Finra, a self-regulatory organisation is responsible for regulating exchange markets and brokerage firms outside of the SEC’s remit.

“The SEC has never said that you meet your best interest obligation by recommending the investments or investment strategies or accounts or services that you reasonably believe are the best option for the investor from among those you have reasonably available to recommend,” Roper explained.

“Instead, the rule has this sort of tautology; you meet your best interest obligations by making recommendations in the best interest of the investor and nobody knows what that means because the term best interest hasn't been given any real meaning by the SEC.”

Brown agrees best interest must be clearly defined, wants to SEC to address the issue of conflicts of interest and added that he sees “a lot of potential” in Form CRS for greater transparency “to give a consumer a really good idea of the nature of the relationship that they're engaging in.”

Although Brown does see potential for Reg BI to be strengthened under new chair Gensler and the Biden administration  ̶  viewed as more favourable to financial regulation  ̶  the rule as it stands falls short.

“We felt like the SEC had an opportunity to really highlight the distinction between broker dealers and investment advisory professionals and the rule that came out and was approved has woefully missed the mark,” he said.

Steve Hall, legal director and securities specialist for Better Markets, agreed the SEC rule is inadequate and favours the stronger fiduciary standard. 

“The bottom line is it's a weak rule, it's based on ridiculous mythologies peddled by the industry to the effect that if you make the standard a real fiduciary standard, it'll deprive investors of product choice,” he said. “That’s a fiction, and in the end, it is misleading.”

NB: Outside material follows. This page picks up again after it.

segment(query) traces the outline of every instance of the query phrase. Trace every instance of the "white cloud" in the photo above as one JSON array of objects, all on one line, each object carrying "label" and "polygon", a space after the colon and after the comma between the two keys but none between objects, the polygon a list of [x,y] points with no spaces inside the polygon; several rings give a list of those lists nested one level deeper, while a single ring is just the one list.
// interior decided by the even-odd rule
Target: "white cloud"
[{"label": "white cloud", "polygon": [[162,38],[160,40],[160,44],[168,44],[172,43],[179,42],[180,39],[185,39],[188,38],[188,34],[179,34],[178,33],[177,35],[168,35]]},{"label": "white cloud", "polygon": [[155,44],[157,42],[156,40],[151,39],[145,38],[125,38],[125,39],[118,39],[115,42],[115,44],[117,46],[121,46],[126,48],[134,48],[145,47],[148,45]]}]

Hall favours the SEC returning to rulemaking and guidance because Congress, through Dodd-Frank, gave the authority to establish a “real fiduciary standard for all advisers, a uniform standard that really had teeth,” he added.

“It's a missed opportunity,” he said. “There's a sort of tragic element to it. In an ideal world, the SEC would invoke the authority that it has under Dodd Frank to establish a uniform fiduciary standard and get it right, as Congress envisioned.”